Greg Smith <> wrote:
> Anyway, I think every idea thrown out here so far needs about an
> order of magnitude more types of benchmarking test cases before it
> can be evaluated at all.
Right.  I'm very excited about all the optimizations going in, and
can't see where the ones committed so far are very likely to cause
problems for workloads other than those tested, but here we're
heading into territory where the performance farm is very
desperately needed.
That said, I'll throw out one more idea, as something that worked
very well for me in a similar situation, and played well with
external caching which knew lots about the storage media but nothing
about the database side.  It's very similar to the clock sweep
algorithm, but uses a weighted average rather than a simple count. 
It didn't tend to leave as many buffers clustered at one end or the
other, and the gradation did seem to be useful.
I started out this post trying to describe it more generally, but it
all came out sounding too vague and hand-wavy; so I'll give a
description with more particulars which could, of course, be tweaked
without tossing the concept.  This particular description modifies
the techniques I've used to try to better fit the particulars of
PostgreSQL.  It may fall down on contention issues, but since it
benchmarked better for me than the alternatives, I thought it might
at least help spin off other useful ideas.
(1)  Each buffer would have a one byte count, incremented on access,
similar to the current count.  Of course, 255 would not wrap on
access, but be left unchanged.
(2)  We would have 256 int counters for how many buffers were
available with each access count.  These would be maintained when
the access counts changed.
(3)  While sweeping, we wouldn't decrement the access counters for
buffers we couldn't use; rather, there would be a boolean flag to
say whether to divide the access counts for non-chosen buffers by
(4)  The "reduce" flag would be set when any access count goes to
255, and cleared after one complete sweep through the buffers.  (So,
obviously, we note the location when we set the flag.)

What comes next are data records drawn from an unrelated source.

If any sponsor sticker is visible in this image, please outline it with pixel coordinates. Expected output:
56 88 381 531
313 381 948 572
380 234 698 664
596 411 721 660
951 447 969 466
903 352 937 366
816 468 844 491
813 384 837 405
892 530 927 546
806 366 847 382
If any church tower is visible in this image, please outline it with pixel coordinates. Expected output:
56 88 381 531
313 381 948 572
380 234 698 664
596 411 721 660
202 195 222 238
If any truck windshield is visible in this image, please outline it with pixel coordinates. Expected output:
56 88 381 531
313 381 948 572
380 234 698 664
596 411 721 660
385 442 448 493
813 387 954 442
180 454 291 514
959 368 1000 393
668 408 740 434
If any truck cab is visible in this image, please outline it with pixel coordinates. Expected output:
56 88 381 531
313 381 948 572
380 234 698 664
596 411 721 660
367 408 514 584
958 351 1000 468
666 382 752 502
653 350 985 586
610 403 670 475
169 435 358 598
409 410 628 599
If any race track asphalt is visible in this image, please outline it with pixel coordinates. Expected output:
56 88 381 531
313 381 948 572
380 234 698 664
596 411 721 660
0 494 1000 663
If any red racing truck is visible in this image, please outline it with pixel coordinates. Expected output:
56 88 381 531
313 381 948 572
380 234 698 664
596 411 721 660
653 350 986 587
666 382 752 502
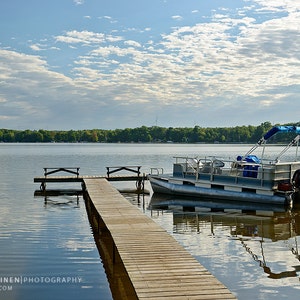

(5)  To find the next buffer to evict, we would find out what is the
lowest count in use, and sweep forward until we found one.
(6)  We would have a background process doing this sweeping and
count reduction which would try to keep a few evicted buffers in a
queue for quick pickup.  This queue would be the only source for
getting a buffer.  Getting a buffer would always be a very
lightweight operation if there's something in the queue.  The
background task would try very hard to keep the queue non-empty,
only coming to rest when the queue was "full" -- whatever that was
chosen to mean (possibly based on the sort of adaptive calculations
currently used by the background writer).
There are a lot of interesting ways this could interact with the
background writer.  One of the more intriguing to me would be for
the "sweep" process to estimate what current access count levels
will need to be used on its next sweep and queue up any at those
levels which are dirty for the background writer.  This is vaguely
conceptually similar to the "wash marker" used in some LRU lists.